As part of their recent study, the CMS collaboration analyzed some of the data collected between 2015 and 2018, as part of the second data collection run of the LHC. They specifically focused on events characterized by the production of pairs of Z bosons, which subsequently decayed into either four charged leptons (i.e., electrons or muons) or two charged leptons and two neutrinos.
Past experimental analyses suggest that these two unique patterns are the most sensitive to the production of heavy pairs of bosons at high energies. By analyzing events that matched these patterns, therefore, the team hoped to gather clearer and more reliable results.
In addition to gathering evidence of Higgs boson contributions to ZZ production, the CMS collaboration was able to significantly improve existing measurements of the Higgs boson's total decay width or lifetime.
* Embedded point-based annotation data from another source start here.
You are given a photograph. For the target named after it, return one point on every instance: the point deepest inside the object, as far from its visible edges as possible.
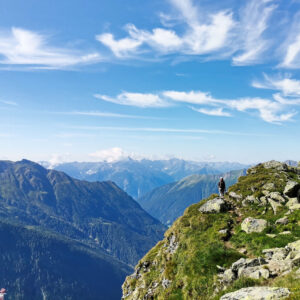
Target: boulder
(273, 164)
(274, 204)
(216, 205)
(282, 221)
(254, 272)
(275, 253)
(270, 186)
(291, 188)
(258, 293)
(277, 197)
(295, 246)
(250, 225)
(235, 196)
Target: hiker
(222, 187)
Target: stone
(285, 232)
(277, 197)
(228, 276)
(275, 253)
(251, 199)
(216, 205)
(263, 200)
(295, 246)
(246, 263)
(250, 225)
(282, 221)
(258, 293)
(166, 283)
(277, 267)
(235, 196)
(273, 164)
(291, 188)
(254, 272)
(270, 186)
(275, 205)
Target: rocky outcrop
(250, 225)
(291, 189)
(277, 261)
(258, 293)
(216, 205)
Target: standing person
(222, 187)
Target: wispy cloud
(254, 22)
(210, 34)
(200, 37)
(135, 99)
(11, 103)
(286, 85)
(219, 112)
(104, 115)
(164, 130)
(273, 110)
(22, 47)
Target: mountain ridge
(243, 246)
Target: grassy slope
(192, 269)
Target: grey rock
(273, 164)
(250, 225)
(235, 196)
(270, 186)
(254, 272)
(275, 253)
(258, 293)
(166, 283)
(275, 205)
(282, 221)
(277, 197)
(291, 188)
(216, 205)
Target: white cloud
(218, 112)
(254, 22)
(11, 103)
(104, 114)
(287, 86)
(190, 97)
(109, 155)
(24, 47)
(199, 37)
(135, 99)
(269, 111)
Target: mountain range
(58, 231)
(168, 202)
(137, 177)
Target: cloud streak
(21, 47)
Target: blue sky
(200, 80)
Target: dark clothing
(222, 185)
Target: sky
(202, 80)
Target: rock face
(250, 225)
(277, 261)
(216, 205)
(291, 189)
(258, 293)
(220, 252)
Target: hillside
(245, 246)
(168, 202)
(98, 214)
(38, 265)
(137, 177)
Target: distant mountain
(38, 265)
(98, 214)
(168, 202)
(137, 177)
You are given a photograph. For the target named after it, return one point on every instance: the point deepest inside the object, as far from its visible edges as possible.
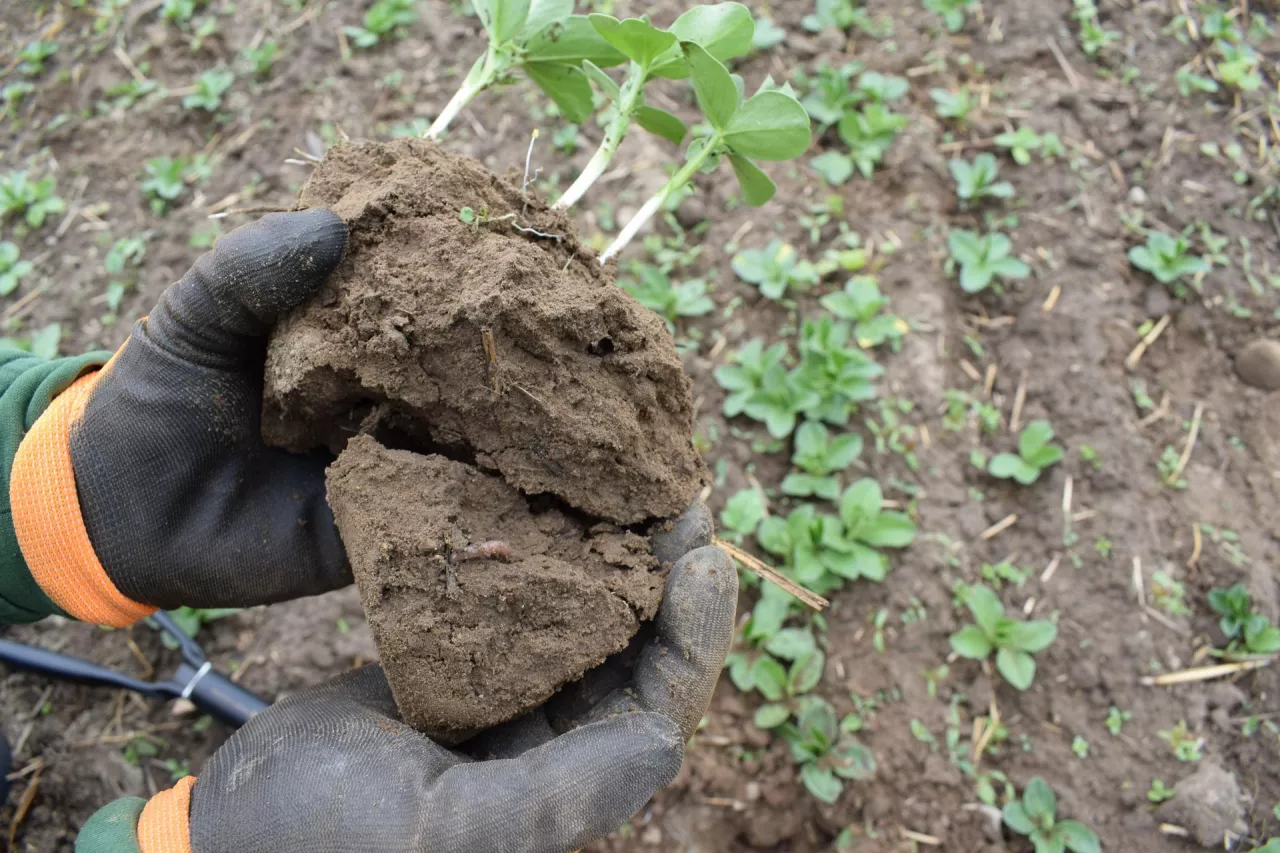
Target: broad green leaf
(805, 673)
(717, 95)
(570, 41)
(1018, 820)
(662, 123)
(565, 85)
(1037, 434)
(821, 783)
(757, 187)
(888, 530)
(986, 607)
(607, 85)
(544, 13)
(1078, 836)
(769, 126)
(1032, 637)
(1018, 667)
(639, 40)
(972, 643)
(769, 678)
(502, 18)
(1038, 799)
(771, 716)
(790, 643)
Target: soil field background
(1168, 488)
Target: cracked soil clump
(528, 401)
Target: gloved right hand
(332, 769)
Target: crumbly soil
(1133, 147)
(511, 350)
(481, 605)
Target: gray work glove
(333, 770)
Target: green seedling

The measurement they collected was believed to be unattainable 10 years ago, given the narrow width of the particle (i.e., 4.1 mega-electron volts according to predictions from the standard model of particle physics).
The third data collection run of the LHC started this year and is expected to continue until the end of 2025. Sarica, Yuan, and the rest of the CMS collaboration have already started preparations that will allow them to measure the Higgs boson's width with even greater precision using the new data collected as part of this third round of data collection.
(Excerpt) Read more at phys.org ...
At first, I thought the title said “bison.” LOL
I read bosom.
Getting old is no fun, but it beats the alternative.
Thanks BenLurkin!
*PING* to the others and anyone else interested (who’s got the Physics Ping list?)
Well I’m prob lost at sea here but I alway wonder if something that cannot sustain it’s energy and mass and disintegrates, effectively giving the impression of disappearing is the explanation behind a ghost.
I am prob way off but that is how I kind of understand this Higgs Boson thing.
This an excellent piece of work...
Particularly since they, basically, went deep into the millions of terabytes of data laying dormant in the LHC boneyard and laid the groundwork for some exciting future studies now that the LHC is up & running again...
This is similar to what still happens from deep dives into the previously-collected mountains of Hubble telescope data...
Then there is the JWST data that is now being collected at such a rate and detail that much of it will still be getting analyzed and published and/or used for Doctoral theses 10 years from now...
I guess that the DUNE experiment will, in a few years, be in the same type of position and start a deluge of exciting papers on neutrinos...
I like bosoms better than bison!
There is still so much to learn about the subatomic universe
This is remindful of one of the lesser-known comments from Einstein: "If you can't explain it simply, you don't understand it well enough."